Sharpe, Tony (2013) The Church of England : Auden’s Anglicanism. In: W. H. Auden in Context :. Cambridge University Press, pp. 79-88. ISBN 9780521196574
Full text not available from this repository.Abstract
A study of Auden and Christianity concludes that ‘American Auden is emphatically a Christian Auden’. Leaving England, he found religion; their seeming simultaneity suggests that each demonstrates the same radical severance. His expatriation and his Christianity have both been cited, by astonished critics, as reasons why his work grew worse; an opposite view argues that they brought about improvement; here, however, I want to consider the significance of the fact that, less emphatically, ‘American Auden’ was also an Anglican Auden. His was not a sudden conversion; its roots lay in the past, and the more he reflected on them later, the further back they went: if in 1956 he saw first portents in his discomfiture before the locked churches of Barcelona in 1937, by 1964 he included the experience that in 1933 had prompted ‘Summer Night’. Later stages involved his exposure to individual ‘sanctity’ on meeting Charles Williams and to collective loathsomeness, hearing the anti-Polish vociferation of German-Americans watching a Nazi propaganda newsreel.
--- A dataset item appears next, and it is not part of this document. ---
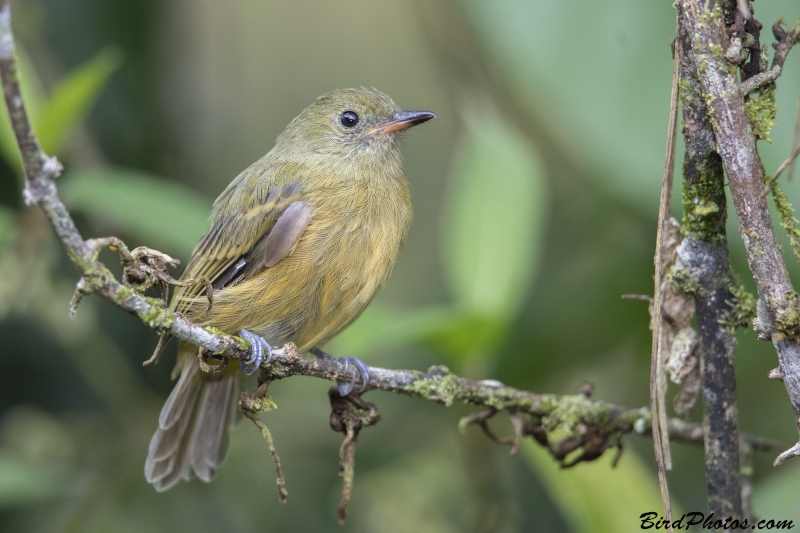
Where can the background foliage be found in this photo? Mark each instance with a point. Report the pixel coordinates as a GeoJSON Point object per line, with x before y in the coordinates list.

Mendelson has argued that he went to that Manhattan cinema precisely to be shocked (LA, pp. 89–90), which suggests the somewhat constructed nature of such episodes, both at the time and in retrospection. Although Auden recalled having drifted away from faith soon after confirmation, at thirteen, only two years later Robert Medley offended him by attacking the Church and so changed the subject to poetry; a letter to an Oxford friend on Good Friday 1927 noted lugubriously ‘Jesus died today’ (Juv, p. 187); Isherwood said he struggled to prevent Auden’s religiose tendencies from infiltrating their plays. To see all this is to appreciate what differentiated Auden’s ‘Americanness’ from his Christianity, particularly when both were chosen. Writing to his friend Professor E. R. Dodds in January 1940, he explained his expatriation as the attempt ‘to live deliberately without roots’ (AS I, p. 111) – the echo of Thoreau giving added point; but if his choice of nationality expressed severance, his religious choice had aspects of re-racination.